Through the game’s evolution, players have even experienced the same issues in real-life urban planning. A 2013 version of the game forbids certain types of zoning, preventing players from building anything resembling a modern city. The game may also help explain why the robust interest in urbanism hasn’t achieved its goals. In SimCity, the player makes unilateral decisions, avoiding the messy local politics that define urban planning. No developments need parking, racial demographics are non-existent, traffic doesn’t produce fatalities, mixed-use zoning is nowhere to be found. If the game was anything like real life, it wouldn’t be fun. Doing what it takes to create a lasting impact in real-world urban planning isn’t fun either.

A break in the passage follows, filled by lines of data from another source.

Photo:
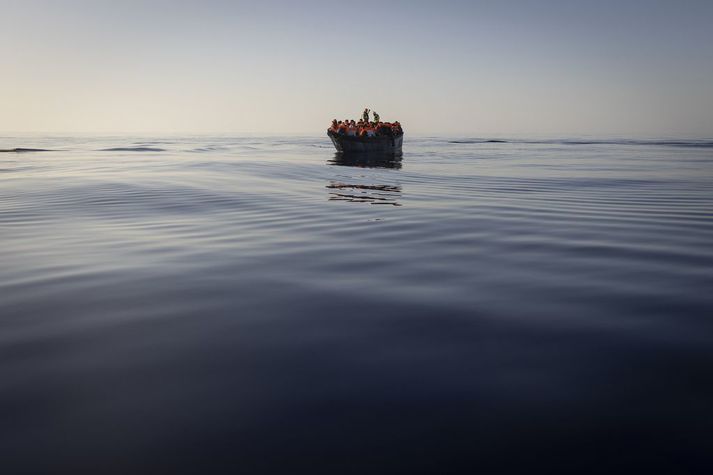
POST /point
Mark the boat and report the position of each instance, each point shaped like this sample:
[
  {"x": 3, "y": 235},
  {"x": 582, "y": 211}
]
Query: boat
[
  {"x": 366, "y": 136},
  {"x": 353, "y": 144}
]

“I would say the impact of New Urbanism has been muted so far. This is a very hard problem to solve and there is a lot of inertia against land-use reform because we’ve built up our environment in this manner for decades, so it’ll be hard to turn around,” Austin Pooley, a local Millennial neoliberal leader in Houston said. When not working for one of the largest energy companies in Texas, Pooley is a passionate advocate for New Urbanist policies across the country. “I would rate the impact of urbanist social media as a 3/10. There are certainly successes in the U.S. that you can point to, but there’s still so much work to be done on this front.”
The inescapable fact for both older NIMBYs and younger YIMBYs is urban development, like politics, is a slow-moving process. No matter how good new ideas are, things don’t change overnight. In both politics and urban planning, there are exponentially more words discussing the issues than there are actions to solve them, but that doesn’t mean progress isn’t happening. New Urbanism has a solid foothold in practically every major American metro. Where New Urbanists have failed before, they will try again. California is once again trying to pass housing reforms, this time with SB-9 and SB-10. Prospects for both look dim. Defeating them in the State Assembly won’t solve the housing crisis and it won’t stop New Urbanists. For young urbanists, fighting against the relics of dated land-use policies will be a lifelong affair, a war of attrition to right the wrongs of the past and lay the groundwork for a better civic future.